Coliving, leasing : les nouvelles modes immobilières sont-elles vraiment à suivre ?

Image d'illustration. Un couple découvre sa location aibnb en villeADN
Alors que le coliving et le leasing immobilier séduisent de plus en plus d’investisseurs et d’occupants, ces concepts à la mode comportent aussi leur lot de limites. Analyse des raisons pour lesquelles prudence et discernement restent de mise.
Tl;dr
- Le « coliving » ressemble à la colocation classique.
- Le leasing immobilier reste marginal en France.
- L’immobilier en temps partagé séduit peu les Français.
Des anglicismes qui font débat
Dans le secteur de l’immobilier, les modes se suivent, se ressemblent parfois, et déchaînent régulièrement les conversations. Ces derniers mois, difficile d’échapper à l’émergence de nouveaux termes venus tout droit des pays anglo-saxons. Mais derrière ces appellations modernes, la réalité n’est pas toujours aussi révolutionnaire qu’elle y paraît.
Coliving : un air de déjà-vu
À première vue, le coliving fait beaucoup parler dans les colonnes des médias français. Cette tendance, vantée par certaines sociétés comme Vinci immobilier, promet un mode de vie partagé autour d’espaces communs soigneusement pensés pour la collectivité. Pourtant, nombreux sont ceux qui peinent à y voir autre chose qu’une version revisitée de la bonne vieille colocation. D’ailleurs, pour Yann Jéhanno, président de Laforêt France, il s’agit clairement d’« C’est simplement un mot anglais pour décrire une colocation ». Au sein des 700 agences du réseau, ce phénomène reste quasiment invisible : « Ça touche peut-être quelques Parisiens, mais ce n’est pas un phénomène », nuance-t-il.
Leasing immobilier et temps partagé : concepts confidentiels
Autre anglicisme récemment sur toutes les lèvres : le leasing immobilier. L’idée ? Permettre à des ménages qui n’ont pas accès au crédit classique d’occuper un logement immédiatement, avec la possibilité de l’acheter plus tard. Des entreprises comme Hestia ou Sézame surfent sur cette promesse – « devenir propriétaire même si la banque vous dit non » –, mais l’offre demeure marginale. La plupart des agences traditionnelles ignorent encore totalement ce système qui reste « hors des sentiers battus » et suscite une certaine méfiance chez les acheteurs potentiels.
Si certains concepts paraissent complexes, rien ne vaut parfois un bon exemple pour saisir leur portée.

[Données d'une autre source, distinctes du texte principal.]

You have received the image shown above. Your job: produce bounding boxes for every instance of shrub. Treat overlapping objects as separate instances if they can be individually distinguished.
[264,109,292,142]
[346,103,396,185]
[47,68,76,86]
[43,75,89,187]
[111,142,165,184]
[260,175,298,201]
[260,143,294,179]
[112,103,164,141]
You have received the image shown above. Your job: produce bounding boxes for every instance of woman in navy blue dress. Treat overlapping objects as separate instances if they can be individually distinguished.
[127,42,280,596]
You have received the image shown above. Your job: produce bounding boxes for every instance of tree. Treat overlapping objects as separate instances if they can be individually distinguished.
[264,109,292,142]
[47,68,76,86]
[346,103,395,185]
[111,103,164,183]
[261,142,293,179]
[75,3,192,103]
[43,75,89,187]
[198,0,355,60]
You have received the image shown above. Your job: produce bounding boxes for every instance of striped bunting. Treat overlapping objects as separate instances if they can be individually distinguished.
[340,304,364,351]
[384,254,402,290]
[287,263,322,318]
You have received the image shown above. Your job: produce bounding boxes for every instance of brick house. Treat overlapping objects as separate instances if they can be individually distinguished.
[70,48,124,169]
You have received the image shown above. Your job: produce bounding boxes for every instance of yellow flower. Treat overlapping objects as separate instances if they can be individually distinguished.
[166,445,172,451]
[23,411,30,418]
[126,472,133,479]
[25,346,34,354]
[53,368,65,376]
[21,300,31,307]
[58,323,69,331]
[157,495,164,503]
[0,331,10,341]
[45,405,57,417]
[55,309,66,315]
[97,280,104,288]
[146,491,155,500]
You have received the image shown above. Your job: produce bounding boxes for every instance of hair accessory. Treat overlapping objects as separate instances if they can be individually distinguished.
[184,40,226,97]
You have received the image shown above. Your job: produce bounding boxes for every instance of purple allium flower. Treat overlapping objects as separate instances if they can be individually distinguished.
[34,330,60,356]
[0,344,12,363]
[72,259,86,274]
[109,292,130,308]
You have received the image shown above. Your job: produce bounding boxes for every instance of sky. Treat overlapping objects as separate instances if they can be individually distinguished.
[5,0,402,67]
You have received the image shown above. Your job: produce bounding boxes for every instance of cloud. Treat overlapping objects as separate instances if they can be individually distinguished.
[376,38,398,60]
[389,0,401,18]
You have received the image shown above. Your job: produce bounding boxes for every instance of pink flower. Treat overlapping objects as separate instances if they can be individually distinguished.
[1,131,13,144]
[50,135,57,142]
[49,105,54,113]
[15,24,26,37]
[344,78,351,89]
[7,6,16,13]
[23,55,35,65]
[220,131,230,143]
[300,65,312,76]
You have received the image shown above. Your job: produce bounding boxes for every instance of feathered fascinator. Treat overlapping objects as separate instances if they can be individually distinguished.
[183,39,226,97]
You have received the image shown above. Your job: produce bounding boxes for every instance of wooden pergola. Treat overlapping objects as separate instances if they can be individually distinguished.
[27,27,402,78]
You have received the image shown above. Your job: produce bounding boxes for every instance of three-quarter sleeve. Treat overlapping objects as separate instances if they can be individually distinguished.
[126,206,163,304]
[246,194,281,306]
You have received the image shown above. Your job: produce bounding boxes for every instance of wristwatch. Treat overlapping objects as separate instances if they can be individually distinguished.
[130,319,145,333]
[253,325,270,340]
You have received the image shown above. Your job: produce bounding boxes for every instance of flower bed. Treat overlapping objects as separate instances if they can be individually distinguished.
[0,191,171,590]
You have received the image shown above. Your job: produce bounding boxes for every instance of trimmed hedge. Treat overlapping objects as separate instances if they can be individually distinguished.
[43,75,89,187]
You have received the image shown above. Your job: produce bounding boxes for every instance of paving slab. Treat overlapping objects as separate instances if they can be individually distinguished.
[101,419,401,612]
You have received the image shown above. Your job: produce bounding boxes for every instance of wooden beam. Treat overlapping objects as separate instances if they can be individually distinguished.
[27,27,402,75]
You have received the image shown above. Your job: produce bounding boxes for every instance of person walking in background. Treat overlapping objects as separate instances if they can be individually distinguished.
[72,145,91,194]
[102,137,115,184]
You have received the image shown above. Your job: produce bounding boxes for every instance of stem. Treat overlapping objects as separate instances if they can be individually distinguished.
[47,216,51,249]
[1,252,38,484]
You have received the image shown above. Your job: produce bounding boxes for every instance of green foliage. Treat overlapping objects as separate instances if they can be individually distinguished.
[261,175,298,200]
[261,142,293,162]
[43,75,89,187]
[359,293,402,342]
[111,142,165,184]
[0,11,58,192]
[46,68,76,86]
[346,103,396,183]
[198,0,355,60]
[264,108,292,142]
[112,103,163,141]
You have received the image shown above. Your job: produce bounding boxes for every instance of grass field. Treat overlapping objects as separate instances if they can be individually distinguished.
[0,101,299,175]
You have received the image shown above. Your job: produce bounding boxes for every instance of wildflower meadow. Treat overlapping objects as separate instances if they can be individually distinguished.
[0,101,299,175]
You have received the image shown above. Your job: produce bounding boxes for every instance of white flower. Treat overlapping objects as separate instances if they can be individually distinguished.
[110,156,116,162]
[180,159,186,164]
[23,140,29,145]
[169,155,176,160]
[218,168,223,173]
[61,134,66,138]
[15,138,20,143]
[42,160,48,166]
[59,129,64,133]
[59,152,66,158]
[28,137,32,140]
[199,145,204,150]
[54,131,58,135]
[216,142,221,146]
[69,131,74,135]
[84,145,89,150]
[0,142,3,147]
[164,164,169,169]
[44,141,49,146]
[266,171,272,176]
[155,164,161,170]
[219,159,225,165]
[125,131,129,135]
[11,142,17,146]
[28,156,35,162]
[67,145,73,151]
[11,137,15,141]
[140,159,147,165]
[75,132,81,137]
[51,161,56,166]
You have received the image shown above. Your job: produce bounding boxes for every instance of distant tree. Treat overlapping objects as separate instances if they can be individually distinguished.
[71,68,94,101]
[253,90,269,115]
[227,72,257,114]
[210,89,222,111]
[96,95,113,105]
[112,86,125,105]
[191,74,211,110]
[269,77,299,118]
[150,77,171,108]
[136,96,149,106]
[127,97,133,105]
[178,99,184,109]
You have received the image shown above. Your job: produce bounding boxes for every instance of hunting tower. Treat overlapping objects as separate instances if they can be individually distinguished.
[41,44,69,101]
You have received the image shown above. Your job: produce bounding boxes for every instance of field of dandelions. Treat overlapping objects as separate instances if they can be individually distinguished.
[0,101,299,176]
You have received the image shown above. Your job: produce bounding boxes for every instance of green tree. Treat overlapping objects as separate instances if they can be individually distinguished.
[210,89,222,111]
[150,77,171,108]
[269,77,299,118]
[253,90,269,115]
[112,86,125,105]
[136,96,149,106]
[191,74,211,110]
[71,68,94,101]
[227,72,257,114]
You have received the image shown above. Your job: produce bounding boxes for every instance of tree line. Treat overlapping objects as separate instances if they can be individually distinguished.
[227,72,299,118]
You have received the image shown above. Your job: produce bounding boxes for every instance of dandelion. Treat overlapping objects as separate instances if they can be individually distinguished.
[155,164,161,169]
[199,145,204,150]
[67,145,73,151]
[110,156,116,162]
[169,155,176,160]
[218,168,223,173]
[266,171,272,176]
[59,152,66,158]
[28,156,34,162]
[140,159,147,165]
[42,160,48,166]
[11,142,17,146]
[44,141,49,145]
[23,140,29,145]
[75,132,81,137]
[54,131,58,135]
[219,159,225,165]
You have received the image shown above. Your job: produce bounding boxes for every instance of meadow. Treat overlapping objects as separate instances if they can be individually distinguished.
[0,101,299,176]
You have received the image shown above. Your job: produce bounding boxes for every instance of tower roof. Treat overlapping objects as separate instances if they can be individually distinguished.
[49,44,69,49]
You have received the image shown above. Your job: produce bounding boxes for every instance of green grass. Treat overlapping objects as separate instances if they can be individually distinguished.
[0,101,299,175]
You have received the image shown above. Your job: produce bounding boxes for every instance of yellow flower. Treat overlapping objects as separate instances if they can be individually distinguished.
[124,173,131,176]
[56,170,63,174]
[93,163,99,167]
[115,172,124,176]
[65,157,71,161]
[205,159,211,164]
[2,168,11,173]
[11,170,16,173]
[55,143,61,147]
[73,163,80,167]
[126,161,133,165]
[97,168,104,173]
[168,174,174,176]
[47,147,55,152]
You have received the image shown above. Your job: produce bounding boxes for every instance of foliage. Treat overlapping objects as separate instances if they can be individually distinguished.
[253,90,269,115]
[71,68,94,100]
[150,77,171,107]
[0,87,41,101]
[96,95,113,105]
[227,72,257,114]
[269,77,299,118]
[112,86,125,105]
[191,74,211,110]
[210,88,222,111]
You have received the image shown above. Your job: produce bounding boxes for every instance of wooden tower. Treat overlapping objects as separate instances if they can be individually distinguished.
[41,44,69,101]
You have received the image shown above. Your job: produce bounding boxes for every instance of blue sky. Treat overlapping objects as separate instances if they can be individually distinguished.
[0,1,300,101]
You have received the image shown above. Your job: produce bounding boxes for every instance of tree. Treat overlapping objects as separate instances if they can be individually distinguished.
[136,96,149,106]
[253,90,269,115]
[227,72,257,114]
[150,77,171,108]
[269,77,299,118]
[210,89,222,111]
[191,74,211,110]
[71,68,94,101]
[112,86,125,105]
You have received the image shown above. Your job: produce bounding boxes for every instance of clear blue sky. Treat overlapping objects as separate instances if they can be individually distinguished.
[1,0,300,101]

Souvenez-vous de cette scène culte dans « Les Bronzés font du ski » où deux couples se disputent un appartement à Val-d’Isère : il s’agissait là d’immobilier en jouissance à temps partagé. Officiellement reconnu par le ministère de l’Économie – qui lui consacre une page entière sur son site –, ce dispositif permet à plusieurs copropriétaires de profiter chacun leur tour d’un bien durant l’année. Toutefois, cette formule peine à convaincre dans l’Hexagone où le modèle classique de la propriété reste largement privilégié. Comme le souligne Yann Jéhanno : « nous sommes très attachés au principe de propriété immobilière ».
Bilan : innovation ou simple rebranding ?
Si ces nouveaux termes dynamisent le discours sur l’immobilier, ils traduisent souvent davantage une volonté de renouveler l’image du secteur qu’une transformation en profondeur des usages. Entre effet de mode et tentatives timides d’innovation, la prudence reste donc de mise face à ces tendances aux contours flous :
- Coliving : relabeling moderne d’une pratique ancienne.
- Leasing : alternative méconnue et risquée hors cadre bancaire traditionnel.
- Temps partagé : dispositif officiel mais toujours minoritaire.
Derrière les anglicismes clinquants se cache souvent une réalité bien plus nuancée.